Maps for Learning Indexable Classes

We study learning of indexed families from positive data where a learner can freely choose a hypothesis space (with uniformly decidable membership) comprising at least the languages to be learned. This abstracts a very universal learning task which can be found in many areas, for example learning of (subsets of) regular languages or learning of natural languages. We are interested in various restrictions on learning, such as consistency, conservativeness or set-drivenness, exemplifying various natural learning restrictions. Building on previous results from the literature, we provide several maps (depictions of all pairwise relations) of various groups of learning criteria, including a map for monotonicity restrictions and similar criteria and a map for restrictions on data presentation. Furthermore, we consider, for various learning criteria, whether learners can be assumed consistent.

Normal Forms for Witness-Based Learners in Inductive Inference

We study learners (computable devices) inferring formal languages, a setting referred to as language learning in the limit or inductive inference. In particular, we require the learners we investigate to be witness-based, that is, to justify each of their mind changes. Besides being a natural requirement for a learning task, this restriction deserves special attention as it is a specialization of various important learning paradigms. In particular, with the help of witness-based learning, explanatory learners are shown to be equally powerful under these seemingly incomparable paradigms. Nonetheless, until now, witness-based learners have only been studied sparsely. In this work, we conduct a thorough study of these learners both when requiring syntactic and semantic convergence and obtain normal forms thereof. In the former setting, we extend known results such that they include witness-based learning and generalize these to hold for a variety of learners. Transitioning to behaviourally correct learning, we also provide normal forms for semantically witness-based learners. Most notably, we show that set-driven globally semantically witness-based learners are equally powerful as their Gold-style semantically conservative counterpart. Such results are key to understanding the, yet undiscovered, mutual relation between various important learning paradigms when learning behaviourally correctly.

Mapping Monotonic Restrictions in Inductive Inference

In language learning in the limit we investigate computable devices (learners) learning formal languages. Through the years, many natural restrictions have been imposed on the studied learners. As such, monotonic restrictions always enjoyed particular attention as, although being a natural requirement, monotonic learners show significantly diverse behaviour when studied in different settings. A recent study thoroughly analysed the learning capabilities of strongly monotone learners imposed with memory restrictions and various additional requirements.
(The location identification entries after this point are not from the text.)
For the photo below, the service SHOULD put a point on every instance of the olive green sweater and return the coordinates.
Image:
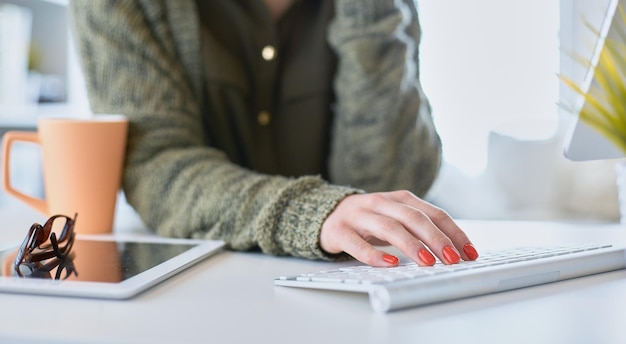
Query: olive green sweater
(145, 59)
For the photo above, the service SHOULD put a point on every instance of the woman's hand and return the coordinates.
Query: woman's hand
(397, 218)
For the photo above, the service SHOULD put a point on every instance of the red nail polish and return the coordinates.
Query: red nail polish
(426, 257)
(393, 260)
(470, 251)
(450, 254)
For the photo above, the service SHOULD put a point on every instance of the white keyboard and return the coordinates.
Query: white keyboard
(409, 285)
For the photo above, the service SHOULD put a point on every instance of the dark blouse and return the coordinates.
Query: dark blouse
(268, 84)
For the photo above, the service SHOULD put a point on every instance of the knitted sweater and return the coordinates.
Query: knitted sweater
(143, 59)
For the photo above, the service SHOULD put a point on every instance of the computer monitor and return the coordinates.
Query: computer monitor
(583, 142)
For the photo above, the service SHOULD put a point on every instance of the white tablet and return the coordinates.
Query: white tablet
(109, 267)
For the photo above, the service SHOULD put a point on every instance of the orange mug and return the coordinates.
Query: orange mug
(82, 161)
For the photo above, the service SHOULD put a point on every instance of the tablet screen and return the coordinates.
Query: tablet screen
(101, 260)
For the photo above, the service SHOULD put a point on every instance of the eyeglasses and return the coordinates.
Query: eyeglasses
(37, 257)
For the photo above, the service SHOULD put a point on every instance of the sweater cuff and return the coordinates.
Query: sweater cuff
(301, 222)
(361, 13)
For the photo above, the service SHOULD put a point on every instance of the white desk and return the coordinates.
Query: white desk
(232, 296)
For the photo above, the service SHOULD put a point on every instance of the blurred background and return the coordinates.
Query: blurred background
(489, 67)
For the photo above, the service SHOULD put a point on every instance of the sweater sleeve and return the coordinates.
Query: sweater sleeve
(134, 64)
(384, 137)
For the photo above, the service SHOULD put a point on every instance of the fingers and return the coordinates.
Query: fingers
(442, 231)
(400, 219)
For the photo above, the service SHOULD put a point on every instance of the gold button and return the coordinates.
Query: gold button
(264, 118)
(268, 53)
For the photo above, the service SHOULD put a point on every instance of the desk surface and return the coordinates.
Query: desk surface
(230, 298)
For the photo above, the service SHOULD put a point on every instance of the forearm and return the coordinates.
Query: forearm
(177, 183)
(384, 137)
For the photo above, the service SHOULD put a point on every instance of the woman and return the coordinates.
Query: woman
(273, 124)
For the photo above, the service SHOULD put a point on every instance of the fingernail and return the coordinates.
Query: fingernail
(393, 260)
(470, 251)
(452, 257)
(426, 257)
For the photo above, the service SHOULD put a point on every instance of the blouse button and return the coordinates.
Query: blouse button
(264, 118)
(268, 53)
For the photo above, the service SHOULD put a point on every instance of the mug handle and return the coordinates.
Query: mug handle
(8, 138)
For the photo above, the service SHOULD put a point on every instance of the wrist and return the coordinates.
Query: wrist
(356, 13)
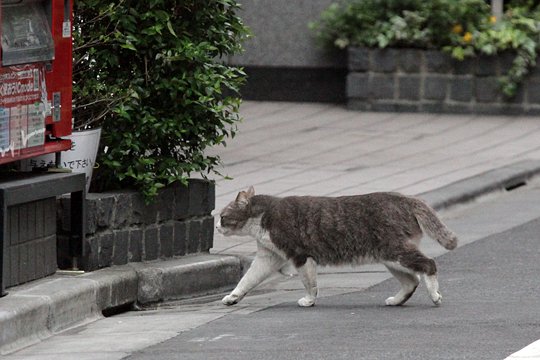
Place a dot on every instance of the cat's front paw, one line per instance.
(306, 301)
(437, 298)
(391, 301)
(230, 300)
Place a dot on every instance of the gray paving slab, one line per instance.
(298, 148)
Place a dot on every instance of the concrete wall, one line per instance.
(281, 35)
(282, 60)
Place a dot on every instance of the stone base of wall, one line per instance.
(121, 228)
(31, 248)
(431, 81)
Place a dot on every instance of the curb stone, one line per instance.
(39, 309)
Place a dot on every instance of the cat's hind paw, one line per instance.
(230, 300)
(306, 301)
(392, 301)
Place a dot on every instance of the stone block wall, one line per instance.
(431, 81)
(31, 251)
(122, 228)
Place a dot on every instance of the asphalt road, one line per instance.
(491, 308)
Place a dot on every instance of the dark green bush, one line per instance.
(150, 74)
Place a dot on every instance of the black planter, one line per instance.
(121, 228)
(431, 81)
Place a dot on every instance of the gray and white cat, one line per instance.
(374, 228)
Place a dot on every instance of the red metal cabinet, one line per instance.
(35, 77)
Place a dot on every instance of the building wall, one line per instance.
(282, 60)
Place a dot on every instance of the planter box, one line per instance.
(121, 228)
(431, 81)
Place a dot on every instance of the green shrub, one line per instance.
(462, 28)
(150, 74)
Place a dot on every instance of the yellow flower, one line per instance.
(457, 29)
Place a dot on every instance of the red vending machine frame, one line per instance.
(35, 77)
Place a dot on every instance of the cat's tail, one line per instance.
(433, 226)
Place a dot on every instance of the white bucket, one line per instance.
(81, 158)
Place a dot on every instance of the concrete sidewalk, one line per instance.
(292, 148)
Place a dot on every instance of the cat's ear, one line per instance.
(242, 198)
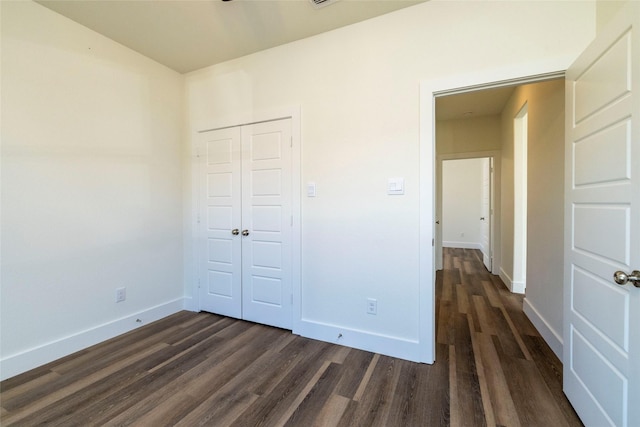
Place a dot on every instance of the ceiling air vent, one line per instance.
(322, 3)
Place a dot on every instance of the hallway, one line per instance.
(492, 368)
(501, 372)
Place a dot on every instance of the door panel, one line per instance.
(601, 332)
(220, 198)
(267, 213)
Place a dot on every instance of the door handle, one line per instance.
(622, 278)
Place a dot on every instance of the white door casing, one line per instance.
(246, 222)
(602, 226)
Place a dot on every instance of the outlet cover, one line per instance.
(372, 306)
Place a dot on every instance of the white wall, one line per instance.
(461, 203)
(91, 187)
(358, 90)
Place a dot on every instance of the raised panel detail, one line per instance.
(219, 217)
(267, 218)
(266, 182)
(266, 290)
(604, 156)
(607, 384)
(267, 254)
(220, 283)
(604, 305)
(221, 251)
(603, 230)
(606, 80)
(219, 151)
(219, 184)
(266, 146)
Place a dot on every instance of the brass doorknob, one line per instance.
(622, 278)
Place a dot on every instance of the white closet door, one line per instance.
(219, 215)
(266, 223)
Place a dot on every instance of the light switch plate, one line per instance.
(395, 186)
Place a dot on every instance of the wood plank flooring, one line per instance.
(199, 369)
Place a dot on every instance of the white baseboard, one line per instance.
(461, 245)
(21, 362)
(190, 304)
(386, 345)
(515, 287)
(550, 335)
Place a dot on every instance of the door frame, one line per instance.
(247, 118)
(495, 200)
(430, 89)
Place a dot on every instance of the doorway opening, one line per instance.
(520, 140)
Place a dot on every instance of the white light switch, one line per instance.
(311, 189)
(395, 186)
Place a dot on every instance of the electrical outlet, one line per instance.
(372, 306)
(121, 294)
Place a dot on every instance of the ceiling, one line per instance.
(187, 35)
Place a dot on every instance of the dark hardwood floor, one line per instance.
(194, 369)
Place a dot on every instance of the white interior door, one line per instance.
(485, 212)
(602, 319)
(267, 223)
(246, 222)
(220, 275)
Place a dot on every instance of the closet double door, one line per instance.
(245, 220)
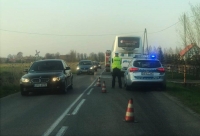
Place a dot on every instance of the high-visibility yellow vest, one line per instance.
(116, 63)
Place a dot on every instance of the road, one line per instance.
(85, 110)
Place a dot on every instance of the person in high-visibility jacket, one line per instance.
(116, 66)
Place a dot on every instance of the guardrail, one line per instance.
(191, 70)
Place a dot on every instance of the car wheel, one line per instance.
(23, 93)
(127, 87)
(163, 87)
(64, 87)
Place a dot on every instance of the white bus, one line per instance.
(127, 47)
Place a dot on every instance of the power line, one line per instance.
(84, 35)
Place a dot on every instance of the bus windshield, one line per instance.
(128, 42)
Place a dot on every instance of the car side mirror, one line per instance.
(67, 68)
(26, 70)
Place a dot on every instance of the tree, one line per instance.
(190, 26)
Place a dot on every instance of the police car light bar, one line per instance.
(145, 56)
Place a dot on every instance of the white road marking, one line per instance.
(78, 107)
(53, 126)
(90, 91)
(62, 131)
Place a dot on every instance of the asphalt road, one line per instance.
(85, 110)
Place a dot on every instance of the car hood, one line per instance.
(42, 74)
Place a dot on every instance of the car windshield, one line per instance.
(46, 66)
(147, 64)
(85, 63)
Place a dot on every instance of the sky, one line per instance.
(86, 26)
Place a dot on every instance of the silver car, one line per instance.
(144, 71)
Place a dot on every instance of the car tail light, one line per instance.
(133, 69)
(107, 65)
(161, 69)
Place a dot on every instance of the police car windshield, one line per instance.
(147, 64)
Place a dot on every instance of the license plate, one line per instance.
(40, 85)
(147, 73)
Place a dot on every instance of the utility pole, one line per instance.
(145, 40)
(185, 42)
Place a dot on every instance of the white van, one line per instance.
(127, 47)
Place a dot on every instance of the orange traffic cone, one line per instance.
(103, 87)
(98, 82)
(130, 111)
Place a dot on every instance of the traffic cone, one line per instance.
(103, 87)
(98, 82)
(130, 112)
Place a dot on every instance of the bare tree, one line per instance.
(190, 26)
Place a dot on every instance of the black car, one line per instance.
(95, 63)
(47, 75)
(98, 65)
(85, 67)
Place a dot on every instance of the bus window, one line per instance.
(130, 55)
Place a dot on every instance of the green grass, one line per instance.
(6, 90)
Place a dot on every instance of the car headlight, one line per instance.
(54, 79)
(25, 80)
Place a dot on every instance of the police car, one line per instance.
(145, 70)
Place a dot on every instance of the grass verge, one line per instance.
(189, 96)
(6, 90)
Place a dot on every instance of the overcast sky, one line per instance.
(86, 26)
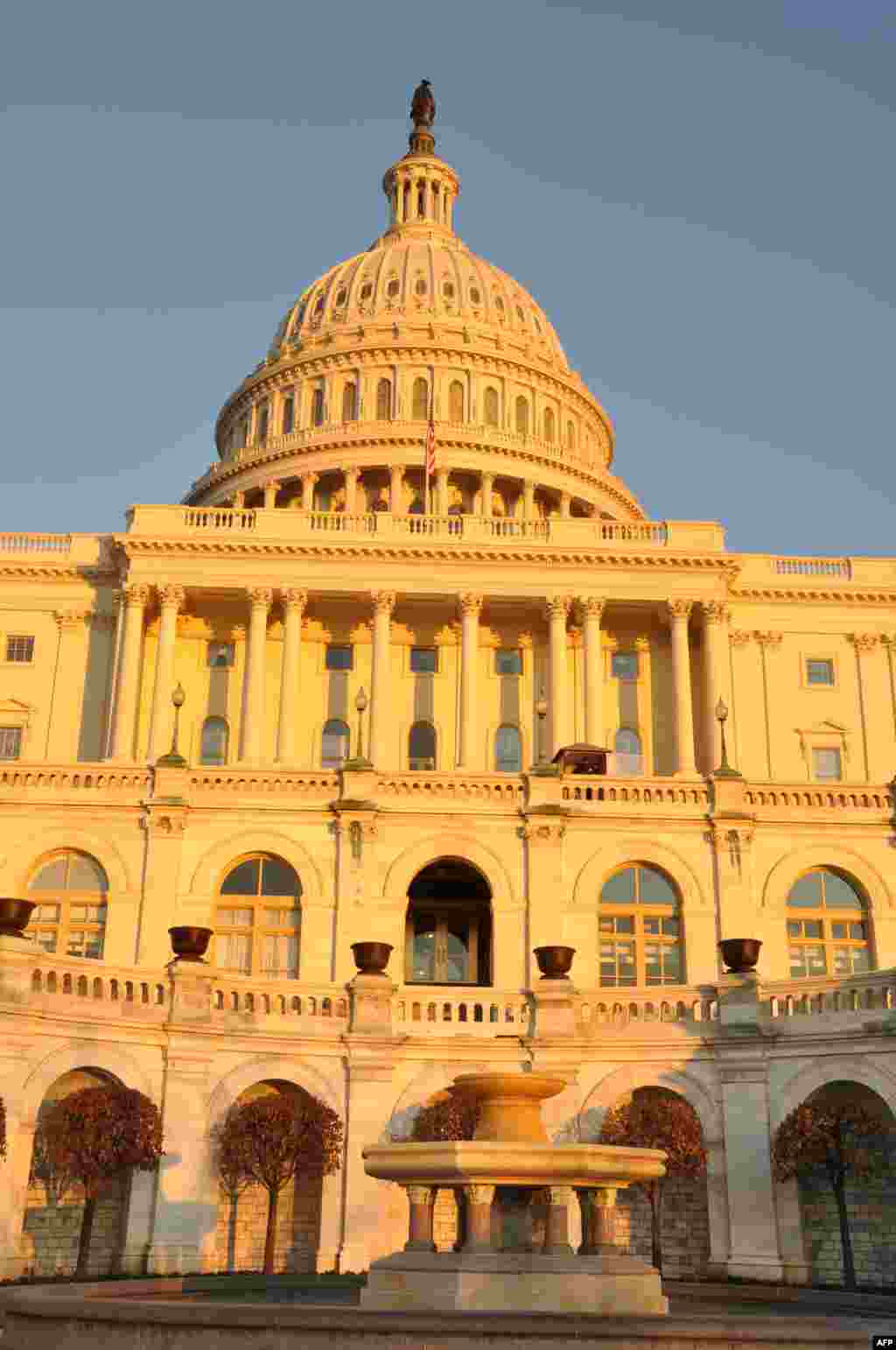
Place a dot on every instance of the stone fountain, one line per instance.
(510, 1148)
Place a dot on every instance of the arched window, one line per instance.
(830, 933)
(258, 917)
(333, 744)
(70, 891)
(421, 745)
(214, 742)
(627, 752)
(508, 751)
(420, 400)
(457, 401)
(640, 929)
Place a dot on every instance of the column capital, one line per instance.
(557, 607)
(171, 595)
(294, 598)
(592, 607)
(383, 602)
(716, 612)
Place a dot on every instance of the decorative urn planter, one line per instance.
(371, 958)
(189, 944)
(555, 961)
(739, 953)
(14, 916)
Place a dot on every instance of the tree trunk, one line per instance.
(84, 1240)
(654, 1195)
(846, 1238)
(270, 1237)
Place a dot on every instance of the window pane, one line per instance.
(243, 879)
(423, 660)
(840, 894)
(654, 889)
(619, 889)
(508, 662)
(339, 657)
(278, 878)
(806, 894)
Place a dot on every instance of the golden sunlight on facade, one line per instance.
(378, 665)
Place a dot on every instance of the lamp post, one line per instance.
(174, 759)
(724, 769)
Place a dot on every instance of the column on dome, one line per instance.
(557, 610)
(717, 662)
(592, 608)
(470, 607)
(254, 704)
(294, 602)
(679, 615)
(171, 601)
(383, 604)
(123, 730)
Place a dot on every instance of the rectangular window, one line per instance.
(508, 662)
(826, 764)
(10, 742)
(339, 657)
(819, 671)
(220, 655)
(19, 648)
(625, 665)
(424, 660)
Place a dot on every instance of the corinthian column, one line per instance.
(294, 604)
(253, 725)
(383, 604)
(470, 607)
(679, 615)
(135, 598)
(592, 609)
(171, 600)
(557, 610)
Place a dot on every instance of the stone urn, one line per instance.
(189, 944)
(739, 953)
(371, 958)
(14, 916)
(555, 961)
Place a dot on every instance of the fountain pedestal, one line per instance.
(510, 1150)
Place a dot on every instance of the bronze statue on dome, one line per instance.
(423, 106)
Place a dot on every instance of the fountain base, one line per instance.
(514, 1282)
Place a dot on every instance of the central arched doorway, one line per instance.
(448, 925)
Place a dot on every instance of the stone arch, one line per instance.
(208, 871)
(30, 848)
(266, 1068)
(791, 866)
(627, 1078)
(402, 869)
(636, 849)
(834, 1068)
(82, 1055)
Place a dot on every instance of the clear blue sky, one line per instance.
(699, 192)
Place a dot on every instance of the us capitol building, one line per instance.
(375, 670)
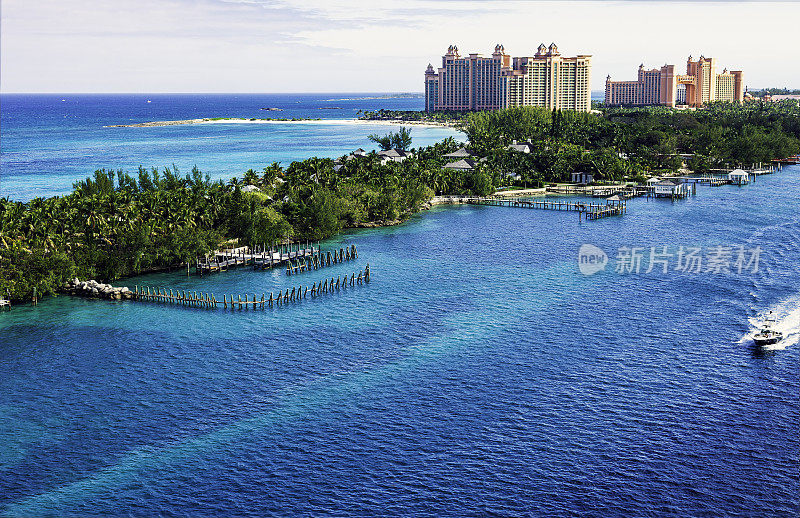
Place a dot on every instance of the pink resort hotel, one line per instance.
(474, 82)
(700, 85)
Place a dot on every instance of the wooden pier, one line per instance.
(297, 258)
(209, 301)
(591, 210)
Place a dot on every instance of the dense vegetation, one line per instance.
(623, 144)
(774, 91)
(442, 117)
(116, 224)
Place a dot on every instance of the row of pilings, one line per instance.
(210, 301)
(320, 260)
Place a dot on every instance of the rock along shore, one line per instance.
(96, 290)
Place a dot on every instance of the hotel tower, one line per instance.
(474, 82)
(700, 85)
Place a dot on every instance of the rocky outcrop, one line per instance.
(96, 290)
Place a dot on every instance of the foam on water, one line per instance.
(787, 320)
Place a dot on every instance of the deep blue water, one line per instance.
(479, 373)
(50, 141)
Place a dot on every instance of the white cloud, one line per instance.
(350, 45)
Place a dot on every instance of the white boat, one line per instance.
(767, 335)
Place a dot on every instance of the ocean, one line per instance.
(48, 142)
(484, 371)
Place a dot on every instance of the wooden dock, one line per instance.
(296, 258)
(209, 301)
(592, 211)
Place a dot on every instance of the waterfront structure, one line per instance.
(663, 86)
(393, 155)
(584, 178)
(475, 82)
(521, 147)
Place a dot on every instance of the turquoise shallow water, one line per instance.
(50, 141)
(478, 373)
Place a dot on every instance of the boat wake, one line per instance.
(787, 320)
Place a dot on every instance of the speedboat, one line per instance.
(767, 335)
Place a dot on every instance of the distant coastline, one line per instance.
(242, 120)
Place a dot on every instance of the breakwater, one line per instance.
(210, 301)
(97, 290)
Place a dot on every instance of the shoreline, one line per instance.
(234, 120)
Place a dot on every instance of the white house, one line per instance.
(393, 155)
(669, 189)
(459, 154)
(524, 147)
(738, 177)
(582, 178)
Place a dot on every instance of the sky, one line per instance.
(266, 46)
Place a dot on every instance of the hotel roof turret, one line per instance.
(475, 82)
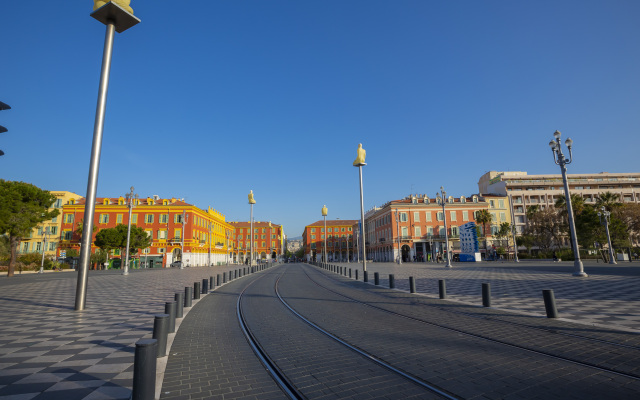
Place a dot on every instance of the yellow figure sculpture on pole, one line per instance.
(362, 153)
(122, 3)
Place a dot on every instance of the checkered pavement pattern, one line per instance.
(49, 351)
(607, 297)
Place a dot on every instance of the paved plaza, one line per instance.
(610, 296)
(49, 351)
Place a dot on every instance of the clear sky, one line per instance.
(211, 99)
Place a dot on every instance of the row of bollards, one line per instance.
(149, 350)
(547, 294)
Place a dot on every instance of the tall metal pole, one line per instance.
(130, 196)
(44, 249)
(562, 161)
(398, 234)
(251, 243)
(513, 229)
(364, 250)
(184, 232)
(92, 184)
(446, 234)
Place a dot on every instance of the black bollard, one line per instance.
(486, 295)
(188, 296)
(205, 286)
(442, 286)
(160, 332)
(550, 303)
(170, 310)
(196, 290)
(144, 370)
(179, 297)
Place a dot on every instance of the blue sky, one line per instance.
(211, 99)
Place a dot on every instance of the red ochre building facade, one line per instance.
(206, 234)
(340, 240)
(268, 242)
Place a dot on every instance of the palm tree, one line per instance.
(608, 200)
(484, 217)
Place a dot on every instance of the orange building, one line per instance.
(340, 240)
(414, 226)
(171, 223)
(268, 241)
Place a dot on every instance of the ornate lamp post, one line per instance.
(44, 248)
(360, 162)
(513, 229)
(562, 161)
(131, 203)
(325, 211)
(443, 200)
(183, 234)
(605, 218)
(252, 201)
(399, 258)
(117, 19)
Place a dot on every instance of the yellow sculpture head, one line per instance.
(122, 3)
(361, 156)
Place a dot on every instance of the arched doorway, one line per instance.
(405, 253)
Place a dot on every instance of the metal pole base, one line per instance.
(579, 269)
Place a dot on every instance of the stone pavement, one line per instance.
(49, 351)
(609, 296)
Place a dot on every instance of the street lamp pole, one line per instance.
(44, 248)
(513, 229)
(210, 239)
(252, 201)
(399, 258)
(116, 19)
(130, 197)
(605, 217)
(443, 200)
(562, 161)
(325, 211)
(184, 233)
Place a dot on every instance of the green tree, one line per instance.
(116, 238)
(484, 217)
(23, 206)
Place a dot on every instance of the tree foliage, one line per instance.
(116, 238)
(22, 207)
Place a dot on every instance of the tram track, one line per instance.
(286, 384)
(629, 375)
The unveiled differences between explanatory and behaviourally correct such learners motivate our studies of monotone learners dealing with the same restrictions. We reveal differences and similarities between monotone learners and their strongly monotone counterpart when studied with various additional restrictions. In particular, we show that explanatory monotone learners, although known to be strictly stronger, do (almost) preserve the pairwise relation as seen in strongly monotone learning. Contrasting this similarity, we find substantial differences when studying behaviourally correct monotone learners. Most notably, we show that monotone learners, as opposed to their strongly monotone counterpart, do heavily rely on the order the information is given in, an unusual result for behaviourally correct learners.